Unfortunately, the teachers were quick to realize that they could not directly control whether or not people chose to hoverparent. They could give orders, but had no way to enforce them as long as the kids were all ready out of the building.
As the staff continued to brainstorm, and idea struck me, and I made a suggestion, which they really seemed to like:

Why not set up a sign-out for the car-riders whose parents do not get into the car line? The kids could be kept inside until an authorized person was there to take them. That way, school staff would know who is picking up each kid and what time they left. It would slow down the hoverparent pick-up process enough to discourage parents who are hovering just to get out faster, and protect kids in real at-risk situations from potential predators who should not be able to snatch them and run.

They could even direct the hoverparents to a separate area, such as the gym, to pick up their kids, thereby making it even more inconvenient and slow to be a hoverparent. It would mean a few days of getting out late, but after the point had been made, the number of hoverparents would probably shrink to one.

The idea was seriously considered, and the staff was interested in implementing it, but they were overridden by the administration.

Guess why!

The administration had been fielding complaints from the hoverparents that the line was slowing them down. Some of them had even complained to the school board.

That's right. The people who weren't doing it right were complaining that everyone else, by following the rules, was inconveniencing them, and they got their way.
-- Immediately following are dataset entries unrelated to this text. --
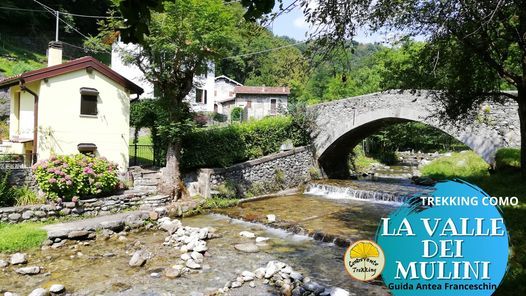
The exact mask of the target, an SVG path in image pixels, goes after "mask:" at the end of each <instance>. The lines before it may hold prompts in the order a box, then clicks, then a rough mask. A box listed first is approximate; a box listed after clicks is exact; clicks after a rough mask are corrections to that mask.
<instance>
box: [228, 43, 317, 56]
mask: <svg viewBox="0 0 526 296" xmlns="http://www.w3.org/2000/svg"><path fill="white" fill-rule="evenodd" d="M308 41H309V40H305V41H300V42H297V43H293V44H288V45H283V46H279V47H274V48H269V49H265V50H260V51H255V52H249V53H245V54H240V55H235V56H229V57H226V58H223V60H228V59H233V58H242V57H247V56H252V55H257V54H262V53H266V52H271V51H275V50H280V49H283V48H287V47H294V46H297V45H300V44H305V43H307V42H308Z"/></svg>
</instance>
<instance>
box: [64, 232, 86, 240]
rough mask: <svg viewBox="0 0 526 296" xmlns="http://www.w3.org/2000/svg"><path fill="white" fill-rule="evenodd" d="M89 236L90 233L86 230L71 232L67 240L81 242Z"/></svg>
mask: <svg viewBox="0 0 526 296" xmlns="http://www.w3.org/2000/svg"><path fill="white" fill-rule="evenodd" d="M89 234H90V232H89V231H87V230H73V231H71V232H70V233H68V238H69V239H74V240H81V239H86V238H88V236H89Z"/></svg>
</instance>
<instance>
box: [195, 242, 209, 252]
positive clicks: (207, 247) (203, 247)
mask: <svg viewBox="0 0 526 296" xmlns="http://www.w3.org/2000/svg"><path fill="white" fill-rule="evenodd" d="M193 250H194V252H199V253H203V252H206V251H208V247H207V246H206V242H205V241H198V242H197V244H196V245H195V247H194V248H193Z"/></svg>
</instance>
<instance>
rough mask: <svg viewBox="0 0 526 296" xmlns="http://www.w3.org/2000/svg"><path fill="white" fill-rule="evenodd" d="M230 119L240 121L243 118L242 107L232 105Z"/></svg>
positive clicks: (242, 110) (242, 118)
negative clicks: (231, 108)
mask: <svg viewBox="0 0 526 296" xmlns="http://www.w3.org/2000/svg"><path fill="white" fill-rule="evenodd" d="M230 119H232V121H241V120H242V119H243V108H241V107H234V108H233V109H232V111H230Z"/></svg>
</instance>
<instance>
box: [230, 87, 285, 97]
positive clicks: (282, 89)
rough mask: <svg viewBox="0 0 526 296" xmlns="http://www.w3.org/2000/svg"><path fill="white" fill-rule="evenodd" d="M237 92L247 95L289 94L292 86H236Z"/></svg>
mask: <svg viewBox="0 0 526 296" xmlns="http://www.w3.org/2000/svg"><path fill="white" fill-rule="evenodd" d="M234 92H235V93H236V94H247V95H261V94H267V95H288V94H290V88H288V87H285V86H282V87H267V86H236V87H235V88H234Z"/></svg>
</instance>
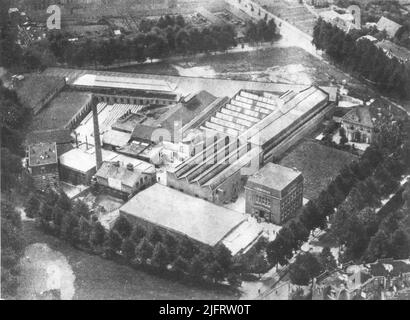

Instead, the teachers at the school ended up having to become traffic cops, actually placing their own bodies in the parking lot's parent-created "passing lane" to keep the dangerous group of hoverparents, and a new group of line-jumpers, from endangering everyone with their inconsiderate choices. They dealt with the hoverparents by physically getting in the way of their cars and holding a set of them back for each wave of lined-up parents they allowed to leave. Only when the line was not movie as kids got into cars were hoverparents permitted to drive through the lot.

In the end, this method did work. By making hoverparenting inconvenient and slow, they slowly encouraged parents back into the line. By the end of the year, hoverparents were down to a handful, and the pick-up was down to a science. There had been several near-accidents in the process of making that happen, as parents tried to drive around the teachers directing traffic and nearly hit them, but no injuries occurred.

It's just sad that educators had to risk life and limb to teach adults how to wait in line for 5 minutes.